Tepat tengah malam hari Kamis Kliwon terdengar suara seperti gemerincing genta dari atap Istana. Mangku Inten telah mendarat.

Mereka berempat menyongsong kedatangan Mangku Inten sambil mencakupkan kedua tangan. Lalu kelimanya berkumpul duduk di sebuah tikar penjalin tempat pertemuan.

Mangku Inten membuka kalimat pertemuan : “Aum anno bhadrah……. selamat bertemu wahai kawan-kawanku. Kalian saat ini jangan harap mendengar detail suasana di tanah Rembulan. Hanya dua yang boleh kusampaikan.”

“Nun di stasiun Baita di tanah Rembulan kita bisa meneropong Bumi dengan Manthram Garudeya. Maka setiap detail di Bumi ini entah negara lautan kota atau penduduknya bisa dilihat dengan jelas.”

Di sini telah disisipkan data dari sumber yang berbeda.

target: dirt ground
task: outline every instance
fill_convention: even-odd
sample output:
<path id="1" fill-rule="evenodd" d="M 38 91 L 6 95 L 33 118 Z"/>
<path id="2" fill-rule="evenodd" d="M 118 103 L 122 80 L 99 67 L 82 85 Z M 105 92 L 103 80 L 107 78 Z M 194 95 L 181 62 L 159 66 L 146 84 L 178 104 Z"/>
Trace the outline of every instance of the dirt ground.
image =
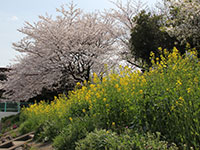
<path id="1" fill-rule="evenodd" d="M 36 142 L 31 142 L 29 143 L 31 148 L 34 150 L 54 150 L 52 147 L 52 143 L 36 143 Z"/>

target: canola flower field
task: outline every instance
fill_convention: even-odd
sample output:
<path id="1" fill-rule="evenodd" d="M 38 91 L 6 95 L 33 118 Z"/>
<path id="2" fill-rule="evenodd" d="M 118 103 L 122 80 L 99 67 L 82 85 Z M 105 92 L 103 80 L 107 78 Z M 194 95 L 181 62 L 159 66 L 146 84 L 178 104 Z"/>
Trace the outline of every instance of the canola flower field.
<path id="1" fill-rule="evenodd" d="M 63 133 L 68 136 L 60 141 L 75 143 L 85 137 L 79 137 L 83 131 L 105 129 L 120 135 L 128 128 L 159 132 L 165 141 L 176 143 L 179 148 L 199 149 L 197 52 L 188 49 L 187 54 L 181 55 L 176 48 L 172 53 L 159 50 L 157 58 L 151 53 L 152 66 L 144 73 L 121 66 L 120 71 L 109 72 L 103 78 L 94 73 L 91 83 L 77 83 L 67 97 L 59 95 L 50 103 L 41 101 L 24 108 L 21 132 L 35 130 L 40 139 L 56 145 Z M 78 128 L 82 131 L 75 131 Z"/>

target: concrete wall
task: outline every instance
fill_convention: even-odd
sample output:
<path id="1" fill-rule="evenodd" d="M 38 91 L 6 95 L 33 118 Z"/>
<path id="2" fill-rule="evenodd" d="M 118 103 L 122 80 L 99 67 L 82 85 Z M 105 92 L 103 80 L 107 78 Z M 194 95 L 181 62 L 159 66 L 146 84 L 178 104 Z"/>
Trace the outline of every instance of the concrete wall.
<path id="1" fill-rule="evenodd" d="M 11 115 L 16 115 L 16 114 L 18 114 L 18 112 L 0 112 L 0 120 L 3 117 L 8 117 L 8 116 L 11 116 Z"/>

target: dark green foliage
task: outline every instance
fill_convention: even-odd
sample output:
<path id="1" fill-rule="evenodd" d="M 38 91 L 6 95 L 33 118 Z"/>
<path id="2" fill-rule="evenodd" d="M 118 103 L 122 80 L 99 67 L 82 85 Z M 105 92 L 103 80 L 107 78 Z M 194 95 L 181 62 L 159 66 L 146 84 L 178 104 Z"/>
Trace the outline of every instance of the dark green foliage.
<path id="1" fill-rule="evenodd" d="M 142 64 L 146 63 L 150 66 L 151 51 L 158 57 L 158 47 L 171 50 L 174 44 L 177 44 L 176 38 L 170 37 L 166 31 L 161 31 L 162 16 L 142 11 L 133 18 L 133 22 L 136 26 L 131 31 L 130 49 L 136 61 L 140 60 Z M 176 47 L 183 49 L 179 44 Z"/>
<path id="2" fill-rule="evenodd" d="M 176 150 L 176 145 L 161 141 L 160 134 L 138 134 L 127 130 L 124 134 L 95 130 L 76 143 L 76 150 Z"/>
<path id="3" fill-rule="evenodd" d="M 89 117 L 76 118 L 54 139 L 56 150 L 74 150 L 75 142 L 86 137 L 94 130 L 93 121 Z"/>

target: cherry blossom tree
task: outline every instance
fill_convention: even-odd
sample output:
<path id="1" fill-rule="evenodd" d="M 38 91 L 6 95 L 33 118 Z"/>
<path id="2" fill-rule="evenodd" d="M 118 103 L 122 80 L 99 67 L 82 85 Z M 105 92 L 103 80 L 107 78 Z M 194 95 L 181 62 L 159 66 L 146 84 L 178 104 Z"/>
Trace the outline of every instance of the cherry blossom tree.
<path id="1" fill-rule="evenodd" d="M 91 72 L 104 63 L 100 56 L 115 49 L 112 20 L 99 13 L 83 13 L 73 3 L 57 11 L 61 15 L 55 19 L 40 16 L 38 22 L 26 22 L 19 30 L 25 37 L 13 45 L 24 55 L 9 73 L 4 87 L 8 98 L 28 100 L 43 88 L 56 90 L 88 81 Z"/>
<path id="2" fill-rule="evenodd" d="M 56 18 L 46 14 L 26 22 L 19 29 L 25 37 L 13 44 L 22 57 L 4 84 L 7 98 L 27 101 L 44 89 L 67 92 L 76 82 L 88 81 L 92 72 L 102 74 L 103 64 L 118 63 L 115 54 L 127 51 L 132 17 L 141 5 L 130 0 L 115 5 L 116 10 L 84 13 L 72 2 L 57 9 Z"/>

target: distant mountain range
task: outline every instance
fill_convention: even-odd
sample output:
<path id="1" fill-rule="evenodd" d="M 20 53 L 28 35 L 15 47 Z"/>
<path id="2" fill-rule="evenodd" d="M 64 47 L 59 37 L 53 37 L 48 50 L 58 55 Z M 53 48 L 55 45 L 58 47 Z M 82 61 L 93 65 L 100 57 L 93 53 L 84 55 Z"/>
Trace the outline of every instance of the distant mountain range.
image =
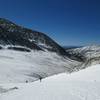
<path id="1" fill-rule="evenodd" d="M 60 46 L 45 33 L 0 18 L 0 82 L 33 82 L 100 63 L 100 46 Z"/>

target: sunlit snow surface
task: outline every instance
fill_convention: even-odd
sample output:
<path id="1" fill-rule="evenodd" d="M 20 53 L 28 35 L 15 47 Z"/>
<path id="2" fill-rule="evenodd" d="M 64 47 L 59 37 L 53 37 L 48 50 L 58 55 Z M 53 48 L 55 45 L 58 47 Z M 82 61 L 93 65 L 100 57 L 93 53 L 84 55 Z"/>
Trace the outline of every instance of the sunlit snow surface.
<path id="1" fill-rule="evenodd" d="M 0 100 L 100 100 L 100 65 L 72 74 L 59 74 L 42 82 L 1 84 L 18 89 L 0 94 Z"/>
<path id="2" fill-rule="evenodd" d="M 54 74 L 68 72 L 79 62 L 52 52 L 0 50 L 0 83 L 33 82 Z"/>

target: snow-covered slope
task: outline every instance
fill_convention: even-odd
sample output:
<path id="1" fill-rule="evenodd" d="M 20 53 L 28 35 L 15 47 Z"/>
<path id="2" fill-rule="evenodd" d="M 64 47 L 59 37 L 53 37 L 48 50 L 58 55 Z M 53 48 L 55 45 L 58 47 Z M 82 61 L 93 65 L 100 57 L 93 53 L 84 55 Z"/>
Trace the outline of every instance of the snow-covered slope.
<path id="1" fill-rule="evenodd" d="M 0 50 L 0 83 L 33 82 L 69 72 L 80 63 L 53 52 Z"/>
<path id="2" fill-rule="evenodd" d="M 79 48 L 66 49 L 71 55 L 83 59 L 83 67 L 100 63 L 100 46 L 91 45 Z"/>
<path id="3" fill-rule="evenodd" d="M 3 84 L 0 100 L 100 100 L 99 76 L 100 65 L 95 65 L 72 74 L 55 75 L 42 82 Z"/>

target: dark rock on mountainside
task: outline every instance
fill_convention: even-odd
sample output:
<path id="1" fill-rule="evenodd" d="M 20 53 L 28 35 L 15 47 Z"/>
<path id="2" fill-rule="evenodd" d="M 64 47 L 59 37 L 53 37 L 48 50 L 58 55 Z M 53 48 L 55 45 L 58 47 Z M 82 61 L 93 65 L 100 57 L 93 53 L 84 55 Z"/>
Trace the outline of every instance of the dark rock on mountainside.
<path id="1" fill-rule="evenodd" d="M 24 28 L 3 18 L 0 18 L 0 44 L 3 46 L 23 46 L 32 50 L 45 51 L 46 49 L 70 59 L 82 61 L 82 59 L 66 52 L 63 47 L 44 33 Z M 24 49 L 16 47 L 9 47 L 9 49 L 24 51 Z"/>

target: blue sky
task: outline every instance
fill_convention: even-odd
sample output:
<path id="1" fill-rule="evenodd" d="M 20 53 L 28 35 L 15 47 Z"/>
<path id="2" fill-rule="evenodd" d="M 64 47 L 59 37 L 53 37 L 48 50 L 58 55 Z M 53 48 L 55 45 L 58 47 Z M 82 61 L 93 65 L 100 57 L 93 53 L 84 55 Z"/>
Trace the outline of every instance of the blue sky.
<path id="1" fill-rule="evenodd" d="M 61 45 L 100 44 L 100 0 L 0 0 L 0 17 Z"/>

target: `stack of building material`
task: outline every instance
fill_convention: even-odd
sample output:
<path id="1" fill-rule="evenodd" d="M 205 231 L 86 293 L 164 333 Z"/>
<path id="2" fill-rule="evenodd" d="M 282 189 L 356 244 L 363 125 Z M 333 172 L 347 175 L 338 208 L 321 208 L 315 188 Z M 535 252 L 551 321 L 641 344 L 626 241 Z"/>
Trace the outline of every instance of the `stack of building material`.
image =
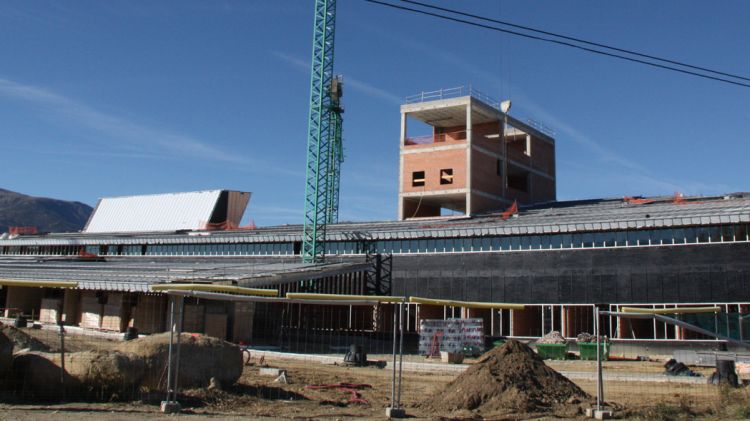
<path id="1" fill-rule="evenodd" d="M 102 325 L 105 330 L 121 332 L 125 316 L 124 294 L 115 292 L 107 295 L 107 303 L 102 309 Z"/>
<path id="2" fill-rule="evenodd" d="M 63 320 L 66 325 L 77 325 L 80 316 L 81 291 L 76 289 L 65 290 L 63 299 Z"/>
<path id="3" fill-rule="evenodd" d="M 426 355 L 433 342 L 433 337 L 442 332 L 440 351 L 458 353 L 463 352 L 464 347 L 477 347 L 480 352 L 484 350 L 482 319 L 448 319 L 419 321 L 419 353 Z"/>
<path id="4" fill-rule="evenodd" d="M 182 316 L 182 331 L 203 333 L 203 319 L 206 308 L 200 304 L 185 304 Z"/>
<path id="5" fill-rule="evenodd" d="M 39 310 L 39 321 L 42 323 L 57 324 L 60 317 L 62 300 L 59 298 L 42 298 L 42 307 Z"/>
<path id="6" fill-rule="evenodd" d="M 141 333 L 158 333 L 164 331 L 164 318 L 167 314 L 166 299 L 162 295 L 139 295 L 138 303 L 133 307 L 133 327 Z"/>
<path id="7" fill-rule="evenodd" d="M 102 324 L 103 306 L 94 292 L 81 294 L 81 327 L 98 329 Z"/>
<path id="8" fill-rule="evenodd" d="M 219 339 L 227 337 L 227 315 L 219 313 L 206 313 L 206 336 Z"/>

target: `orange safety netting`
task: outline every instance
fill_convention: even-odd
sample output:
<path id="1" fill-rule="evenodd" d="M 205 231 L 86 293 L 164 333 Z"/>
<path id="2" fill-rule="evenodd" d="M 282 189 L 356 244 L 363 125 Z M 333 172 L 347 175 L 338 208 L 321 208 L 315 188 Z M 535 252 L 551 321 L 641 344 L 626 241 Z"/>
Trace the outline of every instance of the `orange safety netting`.
<path id="1" fill-rule="evenodd" d="M 622 200 L 626 203 L 630 203 L 631 205 L 648 205 L 649 203 L 656 202 L 653 199 L 644 199 L 642 197 L 630 197 L 630 196 L 625 196 L 622 198 Z"/>
<path id="2" fill-rule="evenodd" d="M 518 215 L 518 202 L 515 200 L 513 201 L 513 204 L 502 213 L 501 217 L 503 218 L 503 221 L 507 221 L 513 215 Z"/>
<path id="3" fill-rule="evenodd" d="M 34 235 L 37 232 L 36 227 L 8 227 L 10 235 Z"/>
<path id="4" fill-rule="evenodd" d="M 255 228 L 256 228 L 255 221 L 253 221 L 252 219 L 245 226 L 238 226 L 232 221 L 223 221 L 223 222 L 214 222 L 214 223 L 207 222 L 206 224 L 203 225 L 203 229 L 206 231 L 252 230 Z"/>

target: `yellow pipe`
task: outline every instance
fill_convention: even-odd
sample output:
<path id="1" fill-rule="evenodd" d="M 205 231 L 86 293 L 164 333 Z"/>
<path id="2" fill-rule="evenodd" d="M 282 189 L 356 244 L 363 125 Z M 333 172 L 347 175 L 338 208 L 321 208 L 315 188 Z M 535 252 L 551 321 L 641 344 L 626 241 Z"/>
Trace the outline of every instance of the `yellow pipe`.
<path id="1" fill-rule="evenodd" d="M 308 294 L 304 292 L 287 292 L 286 298 L 296 300 L 377 301 L 379 303 L 399 303 L 404 301 L 404 297 L 389 295 Z"/>
<path id="2" fill-rule="evenodd" d="M 31 281 L 20 279 L 0 279 L 0 285 L 8 287 L 78 288 L 78 282 L 76 281 Z"/>
<path id="3" fill-rule="evenodd" d="M 721 307 L 679 307 L 679 308 L 620 307 L 620 311 L 623 313 L 641 313 L 641 314 L 720 313 Z"/>
<path id="4" fill-rule="evenodd" d="M 464 307 L 464 308 L 493 308 L 505 310 L 523 310 L 523 304 L 483 303 L 472 301 L 437 300 L 433 298 L 409 297 L 409 302 L 436 306 Z"/>
<path id="5" fill-rule="evenodd" d="M 264 297 L 276 297 L 279 295 L 277 289 L 261 288 L 244 288 L 234 285 L 216 285 L 216 284 L 156 284 L 151 285 L 151 291 L 206 291 L 206 292 L 226 292 L 231 294 L 242 295 L 260 295 Z"/>

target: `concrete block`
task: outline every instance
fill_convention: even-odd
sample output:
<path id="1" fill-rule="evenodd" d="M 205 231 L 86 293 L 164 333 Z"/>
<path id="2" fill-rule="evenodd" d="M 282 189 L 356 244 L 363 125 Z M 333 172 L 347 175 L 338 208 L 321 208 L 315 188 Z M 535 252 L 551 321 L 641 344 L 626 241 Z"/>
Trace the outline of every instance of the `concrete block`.
<path id="1" fill-rule="evenodd" d="M 258 374 L 261 376 L 279 377 L 282 373 L 286 374 L 286 370 L 282 368 L 273 368 L 273 367 L 264 367 L 258 370 Z"/>
<path id="2" fill-rule="evenodd" d="M 182 405 L 178 402 L 161 401 L 161 412 L 164 414 L 178 414 Z"/>
<path id="3" fill-rule="evenodd" d="M 612 411 L 607 409 L 597 409 L 594 411 L 594 418 L 597 420 L 608 420 L 612 418 Z"/>
<path id="4" fill-rule="evenodd" d="M 385 416 L 388 418 L 406 418 L 404 408 L 385 408 Z"/>
<path id="5" fill-rule="evenodd" d="M 608 420 L 612 418 L 612 411 L 609 409 L 586 408 L 586 416 L 597 420 Z"/>

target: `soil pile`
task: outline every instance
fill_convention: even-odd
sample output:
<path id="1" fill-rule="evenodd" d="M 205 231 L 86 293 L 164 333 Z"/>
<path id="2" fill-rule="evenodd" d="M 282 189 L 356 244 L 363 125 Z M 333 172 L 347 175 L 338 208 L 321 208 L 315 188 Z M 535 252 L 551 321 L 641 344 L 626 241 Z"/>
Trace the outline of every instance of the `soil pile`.
<path id="1" fill-rule="evenodd" d="M 566 342 L 565 338 L 556 330 L 542 336 L 536 341 L 538 344 L 564 344 Z"/>
<path id="2" fill-rule="evenodd" d="M 242 350 L 237 345 L 189 333 L 183 333 L 180 342 L 180 387 L 207 387 L 211 377 L 223 385 L 232 385 L 242 375 Z M 117 350 L 144 359 L 146 376 L 143 386 L 152 390 L 166 386 L 169 333 L 124 342 L 117 346 Z"/>
<path id="3" fill-rule="evenodd" d="M 62 396 L 60 354 L 22 352 L 13 359 L 13 385 L 26 397 L 57 399 Z M 67 398 L 92 396 L 131 398 L 145 375 L 143 359 L 114 351 L 65 354 L 64 388 Z"/>
<path id="4" fill-rule="evenodd" d="M 11 325 L 2 325 L 2 327 L 0 327 L 0 332 L 4 333 L 5 336 L 13 341 L 16 352 L 24 349 L 42 352 L 49 352 L 50 350 L 50 347 L 44 344 L 44 342 Z"/>
<path id="5" fill-rule="evenodd" d="M 568 403 L 577 410 L 573 402 L 587 399 L 586 392 L 547 367 L 531 348 L 510 340 L 486 352 L 421 406 L 439 414 L 458 410 L 535 413 L 560 409 Z"/>

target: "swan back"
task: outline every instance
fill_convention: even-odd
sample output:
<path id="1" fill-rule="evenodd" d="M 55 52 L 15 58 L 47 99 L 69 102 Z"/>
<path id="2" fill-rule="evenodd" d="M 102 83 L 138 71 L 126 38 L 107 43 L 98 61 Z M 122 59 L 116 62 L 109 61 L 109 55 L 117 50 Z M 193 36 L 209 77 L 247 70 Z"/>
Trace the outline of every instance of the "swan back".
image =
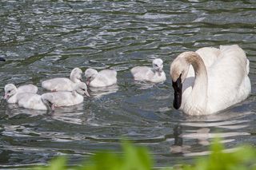
<path id="1" fill-rule="evenodd" d="M 18 89 L 14 84 L 7 84 L 5 85 L 4 99 L 9 99 L 18 93 Z M 15 102 L 14 102 L 15 103 Z"/>
<path id="2" fill-rule="evenodd" d="M 82 81 L 82 71 L 79 68 L 74 68 L 70 73 L 70 80 L 74 83 Z"/>
<path id="3" fill-rule="evenodd" d="M 4 99 L 7 99 L 8 103 L 16 103 L 17 102 L 17 94 L 20 93 L 37 93 L 38 87 L 29 84 L 25 85 L 21 85 L 17 88 L 14 84 L 7 84 L 5 86 L 5 96 Z"/>
<path id="4" fill-rule="evenodd" d="M 251 89 L 249 61 L 245 52 L 237 45 L 221 45 L 220 52 L 218 60 L 209 68 L 210 112 L 218 112 L 245 100 Z"/>
<path id="5" fill-rule="evenodd" d="M 86 85 L 83 82 L 78 83 L 73 92 L 54 92 L 42 95 L 42 98 L 51 103 L 54 107 L 70 106 L 80 104 L 83 101 L 83 96 L 88 95 Z"/>
<path id="6" fill-rule="evenodd" d="M 155 71 L 158 71 L 159 73 L 162 72 L 163 65 L 162 65 L 162 59 L 156 58 L 156 59 L 153 60 L 152 65 L 153 65 L 153 69 Z"/>
<path id="7" fill-rule="evenodd" d="M 82 70 L 74 68 L 70 73 L 70 79 L 66 77 L 56 77 L 43 81 L 42 87 L 50 91 L 72 91 L 77 83 L 81 82 Z"/>

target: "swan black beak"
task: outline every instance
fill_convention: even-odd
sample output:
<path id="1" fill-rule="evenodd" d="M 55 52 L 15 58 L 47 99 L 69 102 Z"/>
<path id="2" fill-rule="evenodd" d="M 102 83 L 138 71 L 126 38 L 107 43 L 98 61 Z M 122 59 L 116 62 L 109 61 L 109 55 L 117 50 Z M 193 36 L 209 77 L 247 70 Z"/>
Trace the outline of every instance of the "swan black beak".
<path id="1" fill-rule="evenodd" d="M 0 61 L 6 61 L 6 59 L 4 59 L 3 57 L 0 57 Z"/>
<path id="2" fill-rule="evenodd" d="M 175 82 L 173 81 L 173 88 L 174 89 L 174 107 L 178 109 L 181 107 L 182 97 L 182 74 Z"/>

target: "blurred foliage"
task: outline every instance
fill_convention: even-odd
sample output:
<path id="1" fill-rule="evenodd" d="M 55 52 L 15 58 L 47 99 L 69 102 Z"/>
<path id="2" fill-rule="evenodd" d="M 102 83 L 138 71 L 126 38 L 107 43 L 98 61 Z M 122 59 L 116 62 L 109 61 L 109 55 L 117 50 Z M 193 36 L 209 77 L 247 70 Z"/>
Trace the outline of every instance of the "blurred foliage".
<path id="1" fill-rule="evenodd" d="M 225 151 L 224 146 L 215 140 L 210 146 L 209 156 L 199 157 L 193 165 L 182 164 L 162 170 L 256 170 L 256 148 L 242 146 Z M 122 143 L 122 154 L 111 152 L 98 152 L 88 164 L 68 167 L 65 157 L 53 160 L 48 166 L 36 167 L 37 170 L 150 170 L 154 168 L 148 150 L 135 147 L 129 142 Z"/>

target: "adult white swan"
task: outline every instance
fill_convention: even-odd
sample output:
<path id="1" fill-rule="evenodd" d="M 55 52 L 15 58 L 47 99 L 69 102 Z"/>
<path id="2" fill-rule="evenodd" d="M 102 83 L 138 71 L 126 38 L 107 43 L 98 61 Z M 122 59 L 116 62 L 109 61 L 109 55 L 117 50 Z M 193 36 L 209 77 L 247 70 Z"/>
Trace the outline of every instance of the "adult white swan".
<path id="1" fill-rule="evenodd" d="M 79 68 L 74 68 L 70 73 L 70 79 L 57 77 L 43 81 L 42 87 L 51 91 L 72 91 L 76 84 L 81 82 L 82 71 Z"/>
<path id="2" fill-rule="evenodd" d="M 186 114 L 205 115 L 245 100 L 251 89 L 249 63 L 237 45 L 181 53 L 170 65 L 174 107 Z"/>
<path id="3" fill-rule="evenodd" d="M 90 87 L 106 87 L 117 84 L 117 71 L 114 69 L 102 69 L 98 72 L 94 69 L 85 71 L 86 84 Z"/>
<path id="4" fill-rule="evenodd" d="M 54 92 L 42 94 L 43 101 L 47 101 L 51 105 L 52 109 L 54 107 L 70 106 L 82 103 L 83 96 L 90 97 L 87 92 L 86 84 L 84 82 L 78 83 L 72 92 Z"/>

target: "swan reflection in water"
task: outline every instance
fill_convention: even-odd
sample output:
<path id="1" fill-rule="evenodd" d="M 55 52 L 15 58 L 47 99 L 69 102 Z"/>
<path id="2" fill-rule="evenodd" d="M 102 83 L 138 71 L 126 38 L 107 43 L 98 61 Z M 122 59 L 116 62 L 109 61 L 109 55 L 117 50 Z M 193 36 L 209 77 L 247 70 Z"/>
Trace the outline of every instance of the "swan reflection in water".
<path id="1" fill-rule="evenodd" d="M 113 85 L 106 87 L 90 87 L 90 94 L 96 98 L 100 98 L 104 95 L 116 93 L 118 90 L 118 85 Z"/>
<path id="2" fill-rule="evenodd" d="M 239 107 L 234 110 L 238 108 Z M 210 144 L 214 137 L 221 137 L 222 143 L 230 143 L 235 141 L 238 136 L 250 135 L 246 129 L 250 126 L 250 121 L 245 121 L 244 117 L 250 117 L 251 113 L 230 110 L 204 117 L 188 116 L 186 121 L 174 128 L 174 143 L 170 146 L 170 152 L 182 153 L 184 156 L 207 155 L 208 151 L 194 150 L 202 148 L 198 144 Z M 186 140 L 196 140 L 196 144 L 185 143 Z"/>

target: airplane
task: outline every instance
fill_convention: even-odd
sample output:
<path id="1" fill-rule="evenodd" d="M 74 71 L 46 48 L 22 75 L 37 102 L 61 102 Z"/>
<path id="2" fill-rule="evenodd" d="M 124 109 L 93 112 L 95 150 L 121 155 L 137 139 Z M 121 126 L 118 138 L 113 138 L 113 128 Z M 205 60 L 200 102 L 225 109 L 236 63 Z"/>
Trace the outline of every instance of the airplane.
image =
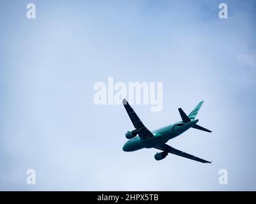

“Kedua, pembicaraan harus menggunakan Gelombang Spitz dengan Manthram yang sama tapi pikiran harus benar-benar disatukan.”

“Hanya itu?” pikir Dolok. Dolok terkejut karena tiba-tiba Mangku Inten menjawab seakan memahami pertanyaan batinnya.

“Ya hanya itu, tidak lebih.” Yang lain terkejut atas pembacaan batin Mangku Inten, sehingga masing-masing mereka hampir tak berani mengajukan pertanyaan walau dalam hati.

Pagi hari keesokannya pertemuan bubar dan Mangku Inten berdua dengan sekretarisnya kembali ke rumah di Banjar Petak. Dolok pulang bersama Pasek Sukasada dan menginap di sana. Mangku Nassar pun pulang ke rumahnya.

Alangkah cepatnya pertemuan itu pikir Dolok dan Pasek. Dolok menginap di rumah Pasek untuk menanyakan ini dan itu sebelum akhirnya pamit pulang ke Mumbul.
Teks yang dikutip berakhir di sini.